A year ago, a baby got a partial heart transplant. How it turned out
In 2022, Duke Health surgeons made history when they successfully performed the world’s first partial heart transplant on a newborn.
Doctors thought the groundbreaking, eight-hour surgery – which fused living arteries and valves from a donor’s heart to a newborn’s heart – could create a new field of cardiac surgery that spared young patients from numerous risky procedures later in their lives.
But the surgery’s initial success came with a big caveat: Doctors didn’t know how the transplant would hold up over time.
A study published recently in the Journal of the American Medical Association, found that the transplanted arteries and valves were growing along with the patient’s heart, as hoped.
“This publication is proof that this technology works, this idea works, and can be used to help other children,” said Dr. Joseph Turek, Duke’s chief of pediatric cardiac surgery, who led the surgery.
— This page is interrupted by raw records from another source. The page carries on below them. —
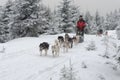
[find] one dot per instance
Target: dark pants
(80, 32)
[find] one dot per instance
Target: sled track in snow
(41, 73)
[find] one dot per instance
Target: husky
(61, 40)
(76, 39)
(56, 48)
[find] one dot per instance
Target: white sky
(103, 6)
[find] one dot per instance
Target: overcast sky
(103, 6)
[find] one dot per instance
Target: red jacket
(81, 24)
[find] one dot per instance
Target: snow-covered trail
(22, 61)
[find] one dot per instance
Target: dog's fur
(44, 46)
(68, 43)
(55, 48)
(76, 39)
(69, 40)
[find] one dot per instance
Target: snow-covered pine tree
(45, 19)
(26, 18)
(118, 32)
(112, 20)
(67, 16)
(88, 19)
(91, 46)
(5, 19)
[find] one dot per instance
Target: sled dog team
(63, 43)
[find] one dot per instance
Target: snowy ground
(21, 59)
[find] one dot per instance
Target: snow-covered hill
(21, 59)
Since the first partial heart transplant surgery on Owen Monroe, a North Carolinian newborn, the procedure has been performed 13 times at four centers around the world, including nine at Duke.
A new option emerges
Until recently, newborns with severe heart valve problems had two options.
The first was to replace the entire heart, which could require waiting up to six months for a donor organ. Many newborns with heart troubles could die while waiting.
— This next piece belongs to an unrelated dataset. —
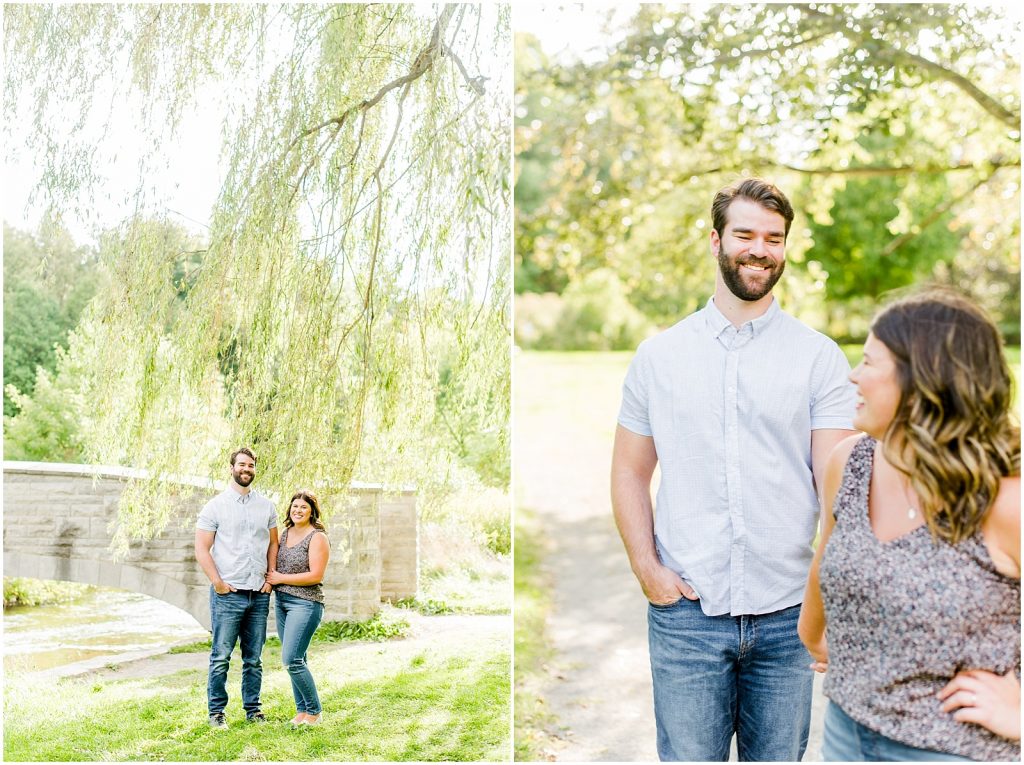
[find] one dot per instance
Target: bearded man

The second option was to use tissue from a cadaver to repair the heart, an extremely risky procedure for babies with valve leaks.
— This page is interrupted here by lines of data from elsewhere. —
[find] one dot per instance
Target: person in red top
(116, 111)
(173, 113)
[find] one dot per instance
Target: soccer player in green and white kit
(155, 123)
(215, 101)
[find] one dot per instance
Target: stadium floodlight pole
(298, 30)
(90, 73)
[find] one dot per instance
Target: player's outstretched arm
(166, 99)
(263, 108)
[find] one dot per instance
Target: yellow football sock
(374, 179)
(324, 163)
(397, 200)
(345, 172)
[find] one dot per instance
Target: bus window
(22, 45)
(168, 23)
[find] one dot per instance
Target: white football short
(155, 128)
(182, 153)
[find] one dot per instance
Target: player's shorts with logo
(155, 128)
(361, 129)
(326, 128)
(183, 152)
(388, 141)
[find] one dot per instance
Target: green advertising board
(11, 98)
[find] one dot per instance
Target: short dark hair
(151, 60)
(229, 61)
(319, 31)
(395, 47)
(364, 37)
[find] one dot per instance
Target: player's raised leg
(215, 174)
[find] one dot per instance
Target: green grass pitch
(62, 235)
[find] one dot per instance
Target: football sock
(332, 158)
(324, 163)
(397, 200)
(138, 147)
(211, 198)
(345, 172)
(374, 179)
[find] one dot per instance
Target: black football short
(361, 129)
Even if that succeeded, dead tissue wouldn’t grow with the rest of the heart – the child would have to undergo several more heart operations throughout, each riskier than the last.
The partial heart transplant appears to have melded the benefits from both approaches.
Compared to patients with an entirely new heart, Owen has a small amount of donor tissue. That means the 1-year-old takes a fourth of the amount of anti-rejection drugs he would have had to take to prevent his body from rejecting a donated heart.
Unlike the dead valve tissue that is typically implanted, the live valves used in the partial transplant appear to have grown along with Monroe’s heart, hopefully eliminating the need for future surgeries.
Partial transplants have also allowed doctors to tap into a supply of donor hearts that go unused due to deficiencies. About half of donated hearts are deemed unfit.
But doctors believe that this new procedure, which only requires the valves of the organ to be intact, could put many of these organs to use.
The heart used in Owen’s procedure, for example, had been cast aside because the muscle was too weak. The valves were in great condition, though.
This could have a large impact on the nearly a quarter of babies on heart donor wait lists who die before they’re given an organ.
At Duke, the partial heart transplant has already given way to the “domino heart transplant,” in which a patient who receives a full heart transplant can donate their healthy valves to another patient who could benefit from a partial heart transplant.
“You could potentially double the number of hearts that are used for the benefit of children with heart disease,” Turek said.